A ce titre, il assure, sous sa responsabilité, la coordination de ces entrepreneurs en assumant les tâches d'ordonnancement et de pilotage des travaux. C'est ainsi que, notamment, le mandataire du groupement reçoit toutes les notifications du marché (article 3.1.1 du CCAG Travaux 2021), les bons de commande (article 3.7.4), les ordres de service (article 3.8.5), les convocations aux rendez-vous de chantier, etc.
Les obligations mises à la charge du mandataire ne sont qu'une déclinaison de son rôle de représentant unique des entrepreneurs groupés vis à vis du maître de l’ouvrage. Or ce rôle d'interlocuteur unique a précisément pour fonction de dispenser le maître de l’ouvrage de s'immiscer dans les rapports entre les membres du groupement.
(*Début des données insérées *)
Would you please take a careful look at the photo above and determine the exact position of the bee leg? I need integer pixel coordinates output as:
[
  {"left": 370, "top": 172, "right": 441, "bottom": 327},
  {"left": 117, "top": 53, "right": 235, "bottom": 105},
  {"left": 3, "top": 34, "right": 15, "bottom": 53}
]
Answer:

Autrement dit, le mandataire est le garant du respect par les entrepreneurs de leurs différentes obligations (par ex, en matière de conditions de travail) et surtout (ce qui nous intéressé ici), il est le seul habilité à présenter les projets de décompte et à accepter le décompte général ou à présenter des réclamations (article 12.5.2) et qui les représente dans la procédure de règlement amiable des différends (article 55.4 du CCAG).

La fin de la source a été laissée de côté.